One Year In, Topping Rose House Finds Success by Staying Local

Tom Colicchio’s Topping Rose House restaurant is currently celebrating its first anniversary. Already it’s hard to remember what it was like before this destination farm-to-table restaurant opened in the Hamptons’ traditional breadbasket, Bridgehampton.

The 22-room inn and spa that’s attached to the restaurant opened this summer. It’s proved as popular as the local fare. I haven’t yet had the pleasure of staying in the inn, but I have enjoyed several meals at Topping Rose. The bar and restaurant have quickly become the go-to gathering place for area organizations’ events. When I dined at Topping Rose last November, the private dining hall was booked for a real estate office’s party.

If you just pop in for drinks, my husband and I can recommend a glass of the house Sancerre or the dry white house wine or the “Southside,” featuring Death Door gin and local mint—just the perfect hint of mint, in fact. No matter what you pop in for, don’t miss the cheese plate. It’s outstanding!

Topping Rose is Colicchio’s first foray into hospitality beyond dining. I understand that he stays there regularly and often heads out to fish the local waters. Colicchio maintains a home in Mattituck on the North Fork, as well as in the city. I chatted with Colicchio and his Chef de Cuisine Ty Kotz about Topping Rose last fall. Both were breathless with excitement about the place—mainly about the fact that they have their own one-acre garden to draw from for the menu. Colicchio stressed that many of the menu items he’s developed for Topping Rose are “very different” from anything he’s done in the past. He told me that younger chefs like Kotz inspire him to continue striving. Kotz sometimes takes his young daughter to visit the garden—she loves it. Looks like another foodie generation is growing in Bridgehampton.
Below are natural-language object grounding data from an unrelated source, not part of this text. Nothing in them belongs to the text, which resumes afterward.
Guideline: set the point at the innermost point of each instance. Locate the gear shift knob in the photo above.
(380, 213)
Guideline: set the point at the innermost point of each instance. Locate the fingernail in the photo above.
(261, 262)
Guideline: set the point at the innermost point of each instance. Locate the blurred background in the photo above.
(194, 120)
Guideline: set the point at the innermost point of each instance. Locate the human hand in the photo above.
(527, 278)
Shrimp at Topping Rose House

Shrimp at Topping Rose House, Photo: Stacy Dermont

I’ve visited the garden several times with gardener Jeff Negron of The Growing Seed. It’s a miraculous place. Negron took the lot from field to garden in just a couple of months, providing Topping Rose’s first crop of signature baby carrots and fresh greens and radishes last fall. Now all manner of vegetable is flourishing there. You can’t beat Bridgehampton Loam for horticulture. On the plate, I’ve found the fresh peas a tad too fresh at times for me—I’d like them cooked a bit more, ditto the raw beet greens. But I’m happy to ride along with Kotz and Colicchio on culinary adventures.
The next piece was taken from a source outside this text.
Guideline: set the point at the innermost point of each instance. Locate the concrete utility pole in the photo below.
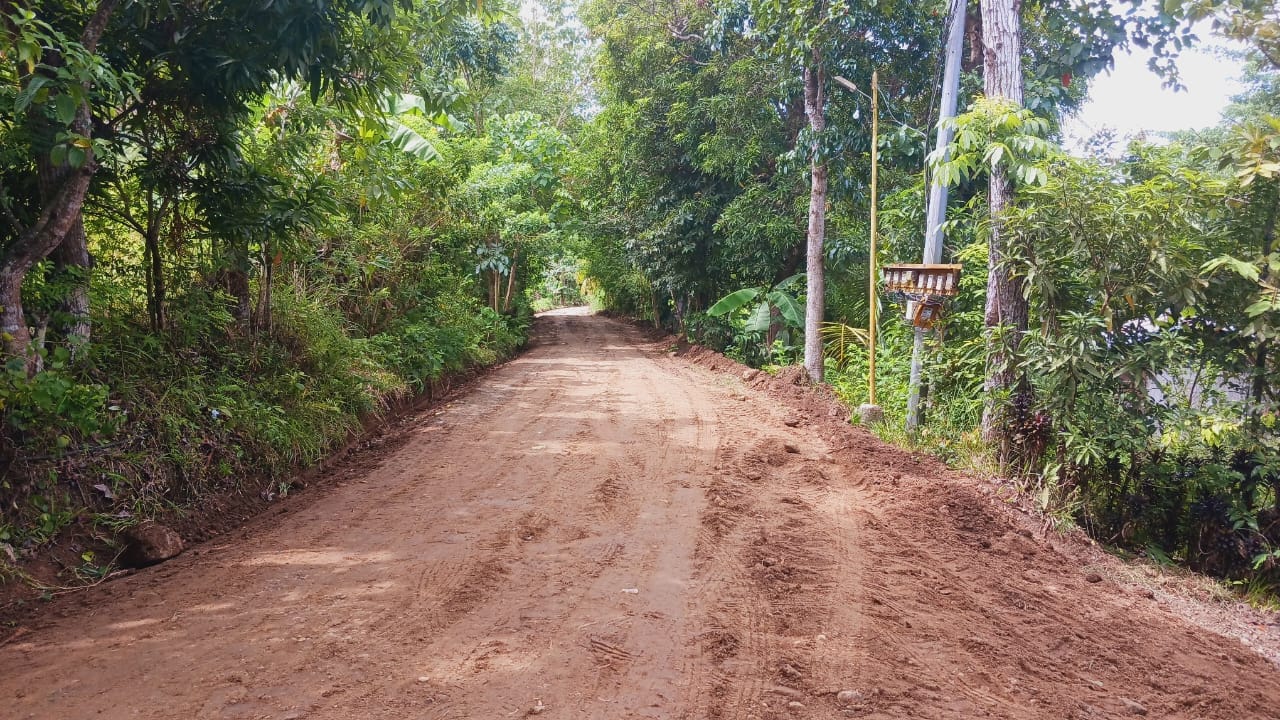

Of course, Topping Rose also buys local produce from local farms, including Dale & Bette’s Organique, which is located just down the Sag Harbor Turnpike.

Vegetables are the star attractions here, with the proteins playing second fiddle. Colicchio was one of the first big-name chefs to launch this refocusing as a trend in dining. But do get the roasted lobster—it’s very flavorful. I’m not big on sweet entrées but I quite liked the ravioli with goat cheese and truffle honey. I appreciate that I had the option to order it as a small plate—which allowed me to try more dishes.

And it’s not just the veggies that are local—Topping Rose serves wines from Wölffer Estate, Sparkling Pointe, Macari, Pamaunok Vineyards, Grapes of Roth and Leo Family alongside selections from Napa, France and Germany (as well as their own Topping Rosé by Lieb Cellars). Other local purveyors include the North Fork’s Long Island Mushroom Inc. and Catapano Dairy Farm, Multi Aquaculture Systems of Amagansett and many more.

In addition to breakfast, lunch and dinner,  Topping Rose offers a full brunch open to the public. I’m quite fond of pastry chef Cassandra Shupp’s granola—so I’ll try to check out brunch soon.

I appreciate that Shupp’s adorable lemon meringue tart is nicely tart, served with vanilla ice cream and blueberry sauce, it was spot-on. Her cheesecake with strawberries and almonds? Perfecto.